Benedetta

Possession

Elle est le corps du Christ et le corps du désir : Virginie Efira fait l’offrande de son corps à la possession, mystique et érotique, dans Benedetta de Paul Verhoeven. Avec la résurrection cinématographique de cette nonne au XVIIe siècle, le cinéaste néerlandais image un art du grotesque. 

 

Dieu, la nonne et l’amante. Le ménage est à trois dans l’histoire vraie de l’abbesse Benedetta Carlini de Vellano, révélée par l’historienne américaine Judith C. Brown, qui a narré sa vie mystique et sexuelle dans Soeur Benedetta, entre sainte et lesbienne  (Gallimard, 1987).  Son cas a été exhumé des Archives d’État de Florence, qui conservait les transcriptions d’une série d’enquêtes, menées entre 1619 et 1623, sur la religieuse du couvent des Théatines de Pescia. La mise au jour de cette histoire documente la vie sexuelle au sein de l’institution religieuse, à la fois tabou et interdit. L’amour de Dieu ne peut tolérer le péché de chair. Encore moins le sexe saphique, l’absolue et inconvenante luxure. Sœur Benedetta fut condamnée à la prison, enfermée dans une cellule du couvent florentin, où elle est décédée quelque trente-cinq ans plus tard. 

Nonne lesbienne dans l’Italie de la Renaissance, Benedetta n’est pas une figure écartelée entre la religion et le sexe : elle réconcilie la sainte et la putain, dans une communion inattendue. Elle apparaît d’autant plus dérangeante pour l’Église, que son impureté sexuelle se double d’un élan mystique. Ses visions, ses transes, ses stigmates font-ils signe à l‘imposture ? Ou Benedetta est-elle une sainte révélée par les faveurs divines ? L’Église choisit de la diaboliser et de juger ses miracles simulés : des crimes religieux. 

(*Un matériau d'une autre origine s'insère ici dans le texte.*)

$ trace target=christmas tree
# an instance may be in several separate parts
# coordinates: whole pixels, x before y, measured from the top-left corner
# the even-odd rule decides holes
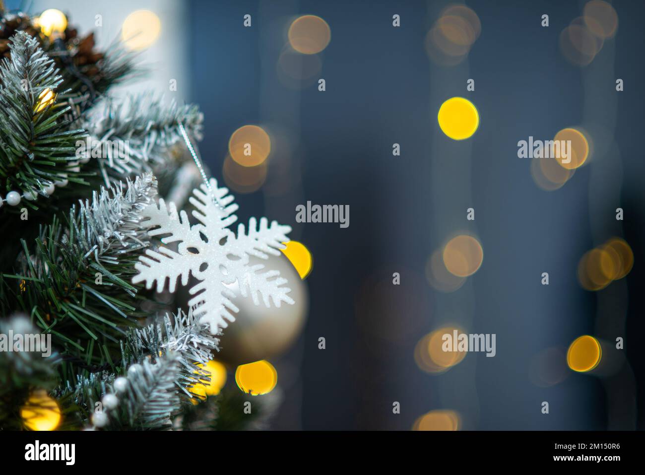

Possédée, extatique, trouble, Benedetta est une figure idéale pour le cinéaste Paul Verhoeven, 82 ans : il prolonge avec ce personnage l’exploration d’un féminin puissant, après Basic Instinct (1992) et Elle (2016). Le récit qui conduit à la chute et à la disgrâce de la nonne lesbienne, dans un affrontement avec les autorités ecclésiastiques, se concentre non pas sur l’Inquisition dont elle fut victime, son sort tragique, mais sur le lesbianisme de la religieuse dans le huis clos nocturne du couvent, qui constitue sa ligne de force narrative. 

Benedetta est un film de sexe, et comment le sexe, in fine, déstabilise une institution. Le cinéaste néerlandais met en scène le corps et son acmé orgasmique. Il filme la nudité de Virginie Efira, qui joue avec une liberté impressionnante la folie de la jouissance et l’accomplissement de la sexualité, simulant un vertige extatique troublant. Sa partenaire Daphné Patakia se déshabille moins, mais la jeune actrice, que l’on avait découverte dans Djam de Tony Gatlif (2017), donne au personnage plus immédiatement viscéral de Benedetta, comme un contrepoint fantasmé : l’une est le corps du plaisir, quand l’autre est l’objet du désir.   

Paul Verhoeven s’applique à un art du grotesque mêlé d’effroi qui glorifie avec outrance la force libératrice et l’excès des amours lesbiennes interdites et subversives de Benedetta – violence, cruauté, perversité en sont aussi les expressions radicales. Le cinéaste ne craint pas de recourir à une imagerie lourde et démonstrative, faisant signe explicite à l’énergie sexuelle, comme quand il fait se dresser un serpent comme une pulsion irrépressible. Du grotesque au ridicule, il n’y a, hélas, jamais loin.